Logo Questions Linux Laravel Mysql Ubuntu Git Menu
 

Reduce size of git repository on Bitbucket

Tags:

git

bitbucket

After few months of (commit & push) for my project, the size of the repository gets increased gradually on Bitbucket! it's about 1 GB, I tried to remove some databases folders that are not important to be added. After searching I found most of suggestions is proposing :

git filter-branch -f --tree-filter 'rm -rf folder/subfolder' HEAD

After removing few folders I push the change to the repository by -- force, as

git push origin master --force

I finally found that the repository gets larger every time I use those commands !!. Visibly, the repository gets larger 2.5 GB!!

Any suggestion please ?

EDIT Depending on the suggestion below, I tried the following commands
(for all large files)

git filter-branch --index-filter "git rm -rf --cached --ignore-unmatch $files" --tag-name-filter cat -- --all

(remove the temporary history git-filter-branch otherwise leaves behind for a long time)

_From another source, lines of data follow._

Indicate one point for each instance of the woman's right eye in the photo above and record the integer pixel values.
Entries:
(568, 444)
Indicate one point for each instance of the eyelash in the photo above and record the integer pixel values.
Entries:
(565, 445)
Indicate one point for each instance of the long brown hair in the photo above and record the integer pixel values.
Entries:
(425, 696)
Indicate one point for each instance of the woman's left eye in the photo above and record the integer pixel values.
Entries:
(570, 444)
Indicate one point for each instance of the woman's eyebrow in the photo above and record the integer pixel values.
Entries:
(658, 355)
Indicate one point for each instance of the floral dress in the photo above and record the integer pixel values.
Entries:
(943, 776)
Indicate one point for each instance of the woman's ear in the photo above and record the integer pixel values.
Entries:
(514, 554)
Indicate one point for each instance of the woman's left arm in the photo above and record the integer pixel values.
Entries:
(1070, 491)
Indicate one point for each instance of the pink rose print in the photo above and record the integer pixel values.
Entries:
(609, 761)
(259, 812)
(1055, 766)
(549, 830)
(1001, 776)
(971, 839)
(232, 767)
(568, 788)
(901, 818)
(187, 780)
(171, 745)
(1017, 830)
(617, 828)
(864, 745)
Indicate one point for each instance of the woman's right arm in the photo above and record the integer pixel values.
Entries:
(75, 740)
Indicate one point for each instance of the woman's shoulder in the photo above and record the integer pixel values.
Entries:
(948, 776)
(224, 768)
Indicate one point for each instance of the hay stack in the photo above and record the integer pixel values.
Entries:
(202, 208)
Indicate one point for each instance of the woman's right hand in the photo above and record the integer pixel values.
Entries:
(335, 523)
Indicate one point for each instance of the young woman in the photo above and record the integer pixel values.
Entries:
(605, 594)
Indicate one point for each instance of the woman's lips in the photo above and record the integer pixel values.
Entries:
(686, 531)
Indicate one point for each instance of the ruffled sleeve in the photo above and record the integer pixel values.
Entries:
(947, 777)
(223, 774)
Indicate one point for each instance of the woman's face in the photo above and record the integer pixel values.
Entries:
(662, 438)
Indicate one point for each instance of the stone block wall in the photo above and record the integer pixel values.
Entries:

rm -rf .git/refs/original/

git reflog expire --all
git gc --aggressive --prune

But the folder .git/objects has still a big size !!!!

like image 628
Y.AL Avatar asked Aug 20 '14 08:08

Y.AL


1 Answers

OK, given your answer to your comment, we can now say what happened.

What git filter-branch does is to copy (some or all of) your commits to new ones, then update the references. This means your repository gets bigger (not smaller), at least initially.

The commits that are copied are those reachable via the references given. In this case, the reference you gave is HEAD (which git turns into "your current branch", probably master, but whatever your current branch was at the time of the filter-branch command). If (and only if) the new copy is precisely, bit-for-bit identical to the original, then it actually is the original and there is no actual copy made (the original is reused instead). However, as soon as you make any change—such as removing folder/subfolder, from that point on these really are copies.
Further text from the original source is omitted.